Once the sutures are disinfected and dressed, you give Harry a double dose of drouamine—normally, you would insist on only one, but his injury is severe, and it’s likely that he has a higher tolerance for painkillers than the average person.
“You did very well, Harry,” you say once you have him propped up on clean bedding. “Sleep now. We can get you properly cleaned up later.”
Harry’s eyelids are heavy under his brow. He looks over at you, and through the pain and exhaustion there is true lucidity in his eyes for the first time since he was injured. His gaze travels over your clothes, and suddenly his eyes go wide and glitter with tears.
“Oh god, Kim—you’re hurt!”
“What?” You look down and realize that you look like you’ve been shot in the stomach. Harry’s blood covers the lower half of your white t-shirt in a large splotch of scarlet.
“It’s alright—it’s not my blood." You think it best not to clarify that it’s Harry’s blood, lest he spiral about losing so much of it. But tears are running down his cheeks and into his beard now.
“Are you sure?” he sniffles, distraught, the tears not stopping. “But…your face. Your face is bleeding.”
Shit. You should check yourself out at some point. You should have fallen down from exhaustion a while ago.
“It’s fine—I don’t feel it. I’ll be fine, I promise.” Harry’s tired eyes linger on you, full of concern, and you feel that same warmth grow in your chest again. He’s the one who was shot and almost died, and he’s worried about you. You take out your handkerchief from your trouser pocket again and gently dab the tears under his eyes and on his cheeks. The light blue fabric contrasts sharply with your blood-stained hands. Strangely, this action feels completely natural to you. Like patting him on the arm or the shoulder. You feel an overwhelming rush of tenderness and a burning in your throat.

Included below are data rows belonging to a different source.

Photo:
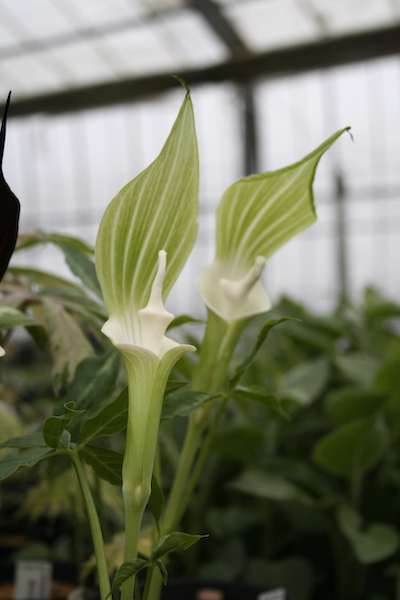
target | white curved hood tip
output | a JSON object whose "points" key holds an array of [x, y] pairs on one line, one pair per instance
{"points": [[233, 299]]}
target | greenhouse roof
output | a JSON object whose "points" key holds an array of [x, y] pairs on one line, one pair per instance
{"points": [[63, 55]]}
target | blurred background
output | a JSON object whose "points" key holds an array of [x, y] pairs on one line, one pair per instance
{"points": [[93, 101]]}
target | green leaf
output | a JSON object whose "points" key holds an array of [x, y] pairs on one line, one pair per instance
{"points": [[127, 570], [68, 345], [81, 265], [25, 441], [262, 336], [305, 382], [106, 463], [352, 449], [270, 486], [241, 442], [358, 368], [27, 458], [53, 427], [155, 211], [261, 397], [11, 317], [173, 386], [259, 213], [112, 419], [156, 501], [350, 404], [182, 403], [377, 542], [94, 381], [174, 541]]}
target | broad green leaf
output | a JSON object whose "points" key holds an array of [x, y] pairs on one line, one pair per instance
{"points": [[68, 344], [358, 368], [182, 403], [349, 404], [112, 419], [241, 442], [270, 486], [53, 427], [174, 541], [81, 265], [259, 213], [94, 381], [12, 317], [352, 449], [127, 570], [155, 211], [25, 441], [270, 401], [305, 382], [262, 336], [371, 544], [27, 458], [106, 463], [174, 386]]}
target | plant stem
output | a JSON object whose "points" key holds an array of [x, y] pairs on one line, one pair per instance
{"points": [[95, 527], [218, 346]]}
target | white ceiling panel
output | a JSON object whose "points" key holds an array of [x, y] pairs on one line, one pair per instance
{"points": [[274, 23]]}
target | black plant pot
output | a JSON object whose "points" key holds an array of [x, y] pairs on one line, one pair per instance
{"points": [[194, 590]]}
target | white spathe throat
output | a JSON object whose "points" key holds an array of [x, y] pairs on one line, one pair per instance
{"points": [[154, 320]]}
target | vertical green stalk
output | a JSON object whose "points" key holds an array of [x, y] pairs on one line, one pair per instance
{"points": [[95, 527], [218, 346]]}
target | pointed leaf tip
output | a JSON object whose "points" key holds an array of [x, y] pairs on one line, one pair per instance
{"points": [[183, 84]]}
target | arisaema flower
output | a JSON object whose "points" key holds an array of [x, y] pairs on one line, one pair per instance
{"points": [[257, 214], [144, 240]]}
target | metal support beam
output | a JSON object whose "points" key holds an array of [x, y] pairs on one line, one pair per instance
{"points": [[320, 55], [222, 27], [250, 145], [342, 254]]}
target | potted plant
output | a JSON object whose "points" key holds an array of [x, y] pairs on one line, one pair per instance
{"points": [[144, 240]]}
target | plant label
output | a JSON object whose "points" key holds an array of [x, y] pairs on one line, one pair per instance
{"points": [[278, 594], [33, 580]]}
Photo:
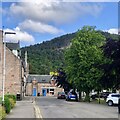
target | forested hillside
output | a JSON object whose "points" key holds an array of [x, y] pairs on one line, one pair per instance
{"points": [[49, 55]]}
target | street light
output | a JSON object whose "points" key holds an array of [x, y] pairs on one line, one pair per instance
{"points": [[4, 64]]}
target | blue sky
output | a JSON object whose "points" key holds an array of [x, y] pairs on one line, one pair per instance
{"points": [[41, 21]]}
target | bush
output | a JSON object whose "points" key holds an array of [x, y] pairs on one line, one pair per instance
{"points": [[11, 96], [0, 100], [2, 112], [7, 105], [12, 102]]}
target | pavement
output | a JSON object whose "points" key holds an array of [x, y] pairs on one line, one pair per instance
{"points": [[25, 108]]}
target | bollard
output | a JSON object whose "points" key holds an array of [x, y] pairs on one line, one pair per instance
{"points": [[119, 105]]}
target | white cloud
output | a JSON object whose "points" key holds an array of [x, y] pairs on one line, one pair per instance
{"points": [[19, 36], [39, 27], [112, 31], [56, 12]]}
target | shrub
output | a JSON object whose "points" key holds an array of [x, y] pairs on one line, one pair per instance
{"points": [[12, 102], [0, 100], [2, 112], [7, 105], [11, 96]]}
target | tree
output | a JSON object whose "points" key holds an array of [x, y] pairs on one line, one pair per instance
{"points": [[111, 76], [83, 58]]}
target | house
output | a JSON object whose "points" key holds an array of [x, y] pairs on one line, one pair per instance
{"points": [[41, 84], [14, 70]]}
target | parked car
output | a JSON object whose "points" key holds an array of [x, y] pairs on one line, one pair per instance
{"points": [[112, 99], [72, 95], [104, 94], [61, 95], [94, 96]]}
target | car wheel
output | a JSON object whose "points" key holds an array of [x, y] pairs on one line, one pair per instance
{"points": [[110, 103]]}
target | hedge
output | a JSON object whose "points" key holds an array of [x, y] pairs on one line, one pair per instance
{"points": [[11, 96]]}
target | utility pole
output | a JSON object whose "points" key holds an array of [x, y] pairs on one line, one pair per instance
{"points": [[4, 64]]}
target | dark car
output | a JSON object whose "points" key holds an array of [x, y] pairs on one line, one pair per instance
{"points": [[104, 94], [72, 95], [61, 95]]}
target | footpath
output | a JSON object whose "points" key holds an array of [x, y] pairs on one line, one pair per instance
{"points": [[23, 109]]}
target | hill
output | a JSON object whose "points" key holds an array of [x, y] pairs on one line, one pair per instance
{"points": [[49, 55]]}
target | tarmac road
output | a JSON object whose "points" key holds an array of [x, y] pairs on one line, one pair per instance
{"points": [[51, 107]]}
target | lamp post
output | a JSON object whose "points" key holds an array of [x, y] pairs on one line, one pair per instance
{"points": [[4, 65]]}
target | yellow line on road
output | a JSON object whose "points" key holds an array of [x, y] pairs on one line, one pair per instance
{"points": [[37, 111]]}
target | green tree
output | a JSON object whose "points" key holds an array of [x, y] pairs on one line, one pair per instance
{"points": [[83, 59]]}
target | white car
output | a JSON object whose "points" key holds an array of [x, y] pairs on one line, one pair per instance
{"points": [[113, 98]]}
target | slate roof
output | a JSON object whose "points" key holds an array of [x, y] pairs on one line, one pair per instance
{"points": [[39, 78], [13, 46]]}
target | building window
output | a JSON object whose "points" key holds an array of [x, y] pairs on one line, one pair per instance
{"points": [[47, 90]]}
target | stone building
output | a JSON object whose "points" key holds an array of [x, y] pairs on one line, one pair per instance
{"points": [[14, 72], [41, 84]]}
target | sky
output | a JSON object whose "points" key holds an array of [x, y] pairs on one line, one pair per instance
{"points": [[38, 20]]}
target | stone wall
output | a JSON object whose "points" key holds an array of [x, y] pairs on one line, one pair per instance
{"points": [[41, 86]]}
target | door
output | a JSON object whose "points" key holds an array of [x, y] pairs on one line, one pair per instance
{"points": [[44, 92], [34, 92]]}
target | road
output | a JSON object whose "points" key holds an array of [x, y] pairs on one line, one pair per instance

“Now, get some rest, detective,” you say, trying and failing to use an authoritative tone. You fight the urge to turn your face away.
Harry looks at you searchingly, sensing that something is happening within you (damn his perceptiveness!), but is too worn out to pursue the matter. He settles back onto his pillows and begins snoring softly almost immediately.
Once he is asleep, your shoulders sag and your head falls forward from exhaustion. The pain in your head, which you had been able to ignore to tend to Harry, returns to the front of your consciousness with full force. It’s almost blinding. You’re dimly aware that you should tend to your own cuts and bruises and try to become presentable, but the thought of moving from the spot makes every cell in your battered body scream in protest. You lower yourself onto the cold floor amongst the scattered contents of the first aid kit and the bloody washcloths.
Frantic images flash unbidden in your mind’s eye: Harry shooting Kortenaer in the face, the blood spurting forth as the mercenary dropped unceremoniously to the tiled ground, the masked mercenary raising his rifle at Harry, looking like a creature from another world. You feel the panic rise in your chest just as it did in that moment. You raise your pistol and take aim…
You realize that you’re shaking. Sobs break forth from your chest of their own accord, the strangled sounds reverberating off the walls. You can’t remember the last time you cried. Now it’s all pouring out of you—years of frustration, inadequacy, and guilt, the events of the day, almost losing Harry—all at once. You can’t stop it. You’re a wounded animal lying on the floor of a hostel room on the remote and forgotten coast, and no one can hear you.